Formative ‘feed forward’ is provided through seminar discussions, tutor feedback in seminars, and a range of other feedback mechanisms agreed between tutor and students in week 1 of the module, such as seminar contribution and writing exercises.
- Equip students with knowledge about narrative and poetic techniques
- Encourage students to develop more effective personal writing and self-editing techniques
- Engage with historical and formal considerations in prose and poetry
- Build confidence in presenting creative work in a group setting
- Allow students to locate their own writing in critical, literary and historical contexts
- Help students become conscious of their creative process.
|001||On successful completion of this module, students will: Be able to craft creative work which engages intelligently with the demands of a variety of forms;||C|
|002||Be able to identify various key poetic and prose forms, and gained fuller understanding of their historical development;||K|
|003||Be familiar with a range of key technical concerns in prose and poetry – and have gained experience in engaging with them both as critics and as creative writers;||K|
|004||Be familiar with a range of different writing techniques, and have explored which works best for themselves as writers;||P|
|005||Have further developed their understanding of their creative process;||T|
|006||Be able to contribute in a sensitive, lucid, thoughtful and supportive manner in workshop sessions;||P|
|007||Be able to reflect in a productive and critically-informed fashion on their own creative writing;||C|
C - Cognitive/analytical
K - Subject knowledge
T - Transferable skills
P - Professional/Practical skills
Overall student workload
Independent Study Hours: 117
Lecture Hours: 11
Seminar Hours: 22
Methods of Teaching / Learning
The learning and teaching strategy is designed to:
- Hone and develop students’ writing skills in prose fiction and/or poetry by more fully developing their sense of their own practice as writers
- Assist students in locating their work in contexts of contemporary genres and writing styles
- Equip students with the research and writing skills they will need to develop both their creative writing and their critical and analytical understanding of narrative and poetic techniques
- Facilitate in students productive reflection on both the creative process itself and the finished work that has resulted from it by helping them gain significant confidence and ability in critically analysis and thinking, and an ability to use specific compositional skills that will have practical application to their practices as writers
The learning and teaching methods include:
· 1 hour lecture per week x 11 weeks
· 2 hour seminar per week x 11 weeks
Indicated Lecture Hours (which may also include seminars, tutorials, workshops and other contact time) are approximate and may include in-class tests where one or more of these are an assessment on the module.
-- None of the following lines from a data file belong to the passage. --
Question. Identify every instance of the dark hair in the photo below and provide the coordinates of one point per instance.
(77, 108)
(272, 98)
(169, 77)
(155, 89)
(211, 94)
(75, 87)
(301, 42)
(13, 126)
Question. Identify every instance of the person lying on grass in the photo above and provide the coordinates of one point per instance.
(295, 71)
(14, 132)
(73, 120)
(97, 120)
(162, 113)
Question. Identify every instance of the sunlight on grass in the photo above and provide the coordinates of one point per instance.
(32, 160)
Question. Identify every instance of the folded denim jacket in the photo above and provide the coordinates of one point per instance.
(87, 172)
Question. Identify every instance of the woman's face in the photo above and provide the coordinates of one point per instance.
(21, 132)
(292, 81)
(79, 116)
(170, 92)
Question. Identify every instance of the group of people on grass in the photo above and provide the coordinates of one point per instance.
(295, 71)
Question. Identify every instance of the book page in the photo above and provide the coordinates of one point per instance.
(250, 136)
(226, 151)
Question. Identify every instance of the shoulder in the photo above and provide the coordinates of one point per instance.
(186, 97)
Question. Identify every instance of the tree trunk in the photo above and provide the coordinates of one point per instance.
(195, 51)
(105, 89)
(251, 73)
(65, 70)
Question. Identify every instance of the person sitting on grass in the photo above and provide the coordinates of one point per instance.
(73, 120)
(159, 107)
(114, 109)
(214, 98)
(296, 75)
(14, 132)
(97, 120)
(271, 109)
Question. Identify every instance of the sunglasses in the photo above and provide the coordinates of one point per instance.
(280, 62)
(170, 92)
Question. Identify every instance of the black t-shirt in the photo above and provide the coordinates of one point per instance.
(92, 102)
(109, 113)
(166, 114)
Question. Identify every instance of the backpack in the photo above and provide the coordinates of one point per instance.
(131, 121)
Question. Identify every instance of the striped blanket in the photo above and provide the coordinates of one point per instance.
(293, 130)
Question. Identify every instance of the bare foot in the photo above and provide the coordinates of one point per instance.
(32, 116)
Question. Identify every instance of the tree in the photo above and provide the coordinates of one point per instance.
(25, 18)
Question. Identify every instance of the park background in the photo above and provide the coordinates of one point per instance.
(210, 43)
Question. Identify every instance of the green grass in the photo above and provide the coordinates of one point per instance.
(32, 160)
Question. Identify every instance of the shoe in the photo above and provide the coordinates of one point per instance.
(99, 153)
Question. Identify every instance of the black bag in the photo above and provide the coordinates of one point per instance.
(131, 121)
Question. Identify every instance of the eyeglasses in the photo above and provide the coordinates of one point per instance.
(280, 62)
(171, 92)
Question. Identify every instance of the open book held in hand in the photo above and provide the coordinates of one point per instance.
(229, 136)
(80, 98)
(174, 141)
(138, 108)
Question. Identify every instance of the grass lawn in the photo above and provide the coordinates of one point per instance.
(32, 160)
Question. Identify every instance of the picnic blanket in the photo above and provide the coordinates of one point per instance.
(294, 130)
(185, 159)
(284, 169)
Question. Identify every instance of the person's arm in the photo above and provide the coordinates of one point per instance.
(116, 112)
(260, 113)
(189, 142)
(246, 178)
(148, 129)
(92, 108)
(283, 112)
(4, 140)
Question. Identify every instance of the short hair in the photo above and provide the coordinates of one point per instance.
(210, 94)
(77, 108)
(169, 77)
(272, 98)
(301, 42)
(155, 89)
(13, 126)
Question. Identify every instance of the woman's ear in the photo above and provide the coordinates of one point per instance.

In-class tests are scheduled/organised separately to taught content and will be published on to student personal timetables, where they apply to taken modules, as soon as they are finalised by central administration. This will usually be after the initial publication of the teaching timetable for the relevant semester.
Upon accessing the reading list, please search for the module using the module code: ELI1026
This module has a capped number and may not be available to ERASMUS and other international exchange students. Please check with the International Engagement Office email: email@example.com
Programmes this module appears in
|English Literature with Creative Writing BA (Hons)||1||Compulsory||A weighted aggregate mark of 40% is required to pass the module|
Please note that the information detailed within this record is accurate at the time of publishing and may be subject to change. This record contains information for the most up to date version of the programme / module for the 2020/1 academic year.